In Swasiland sind 26 Prozent der erwachsenen Bevölkerung HIV-positiv. Damit verzeichnet das Land die höchste HIV-Rate der Welt. Gleichzeitig ist Swasiland von einer Tuberkulose-Epidemie (TB) geplagt. TB ist bei den Menschen, die mit HIV leben, die häufigste Todesursache und wird mit dem Aufkommen medikamentenresistenter Formen der Krankheit zunehmend schwieriger zu behandeln. In Swasiland sind über 80 Prozent der TB-infizierten Menschen auch von HIV betroffen.

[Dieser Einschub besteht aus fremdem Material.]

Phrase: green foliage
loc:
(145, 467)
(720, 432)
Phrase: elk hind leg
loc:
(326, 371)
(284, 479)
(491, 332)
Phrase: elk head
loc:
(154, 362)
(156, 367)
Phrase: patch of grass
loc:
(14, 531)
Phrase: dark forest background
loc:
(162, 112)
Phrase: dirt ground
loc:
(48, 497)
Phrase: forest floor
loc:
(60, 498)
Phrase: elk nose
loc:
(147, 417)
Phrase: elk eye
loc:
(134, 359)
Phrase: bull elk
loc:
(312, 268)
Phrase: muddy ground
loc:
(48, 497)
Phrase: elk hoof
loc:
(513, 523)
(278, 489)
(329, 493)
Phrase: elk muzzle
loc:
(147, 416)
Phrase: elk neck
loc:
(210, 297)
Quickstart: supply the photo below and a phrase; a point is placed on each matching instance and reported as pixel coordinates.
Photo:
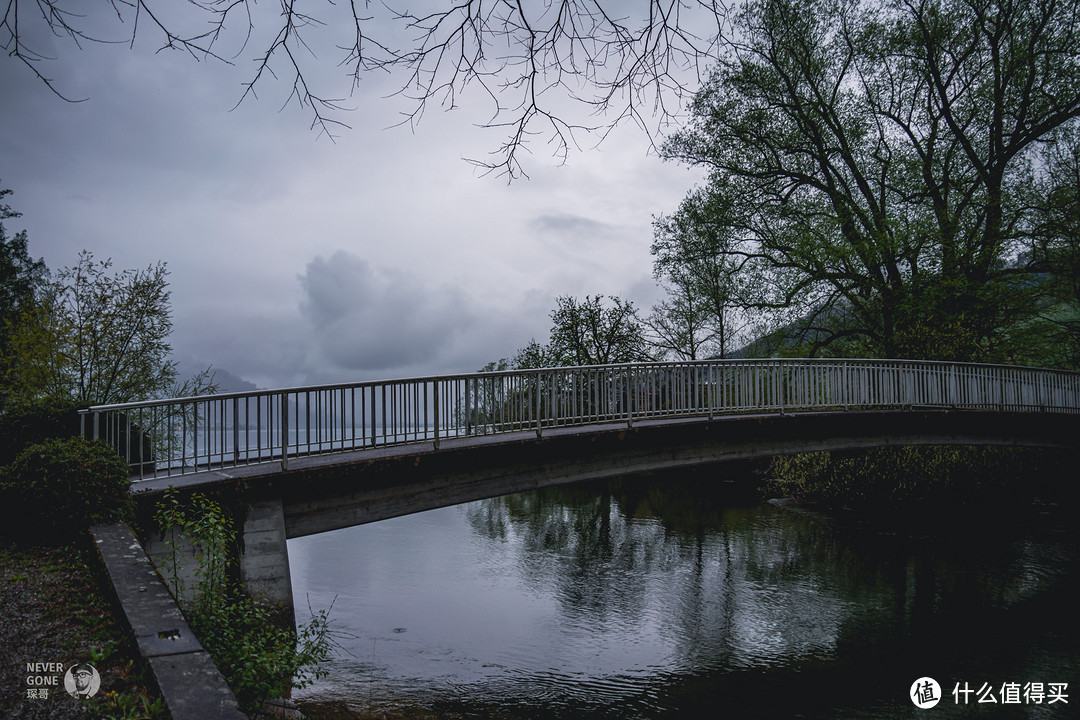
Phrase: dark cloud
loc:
(367, 317)
(563, 223)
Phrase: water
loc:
(643, 599)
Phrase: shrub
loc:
(57, 488)
(906, 476)
(30, 422)
(258, 659)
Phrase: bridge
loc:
(308, 460)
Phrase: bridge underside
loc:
(329, 492)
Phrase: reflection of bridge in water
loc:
(314, 459)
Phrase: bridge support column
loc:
(260, 557)
(264, 558)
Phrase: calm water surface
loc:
(646, 598)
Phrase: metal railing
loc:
(215, 432)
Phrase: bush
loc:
(30, 422)
(955, 476)
(258, 660)
(56, 489)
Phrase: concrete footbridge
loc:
(308, 460)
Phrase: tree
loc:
(529, 59)
(873, 161)
(590, 333)
(694, 257)
(99, 337)
(1056, 252)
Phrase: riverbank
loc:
(55, 611)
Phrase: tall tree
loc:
(99, 337)
(1056, 253)
(694, 257)
(529, 59)
(873, 158)
(22, 280)
(591, 331)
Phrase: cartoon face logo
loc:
(82, 680)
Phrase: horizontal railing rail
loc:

Médecins Sans Frontières / Ärzte ohne Grenzen (MSF) unterstützt die Gesundheitsbehörden Swasilands seit 2008 im Kampf gegen die Doppel-Epidemie von HIV/TB. Das Ziel war, die Behandlung von HIV und TB in der Region Shiselweni allmählich zu dezentralisieren und von den Zentren in die Dörfer zu verlagern. In dieser Region waren medizinische Einrichtungen für viele Menschen besonders schwierig zu erreichen. Fünf Jahre später bieten nun alle 22 lokalen Kliniken in Shiselweni integrierte Versorgung und Behandlung für 17'000 HIV-positive Patienten an. Es wurden bereits über 10'500 TB-Patienten behandelt.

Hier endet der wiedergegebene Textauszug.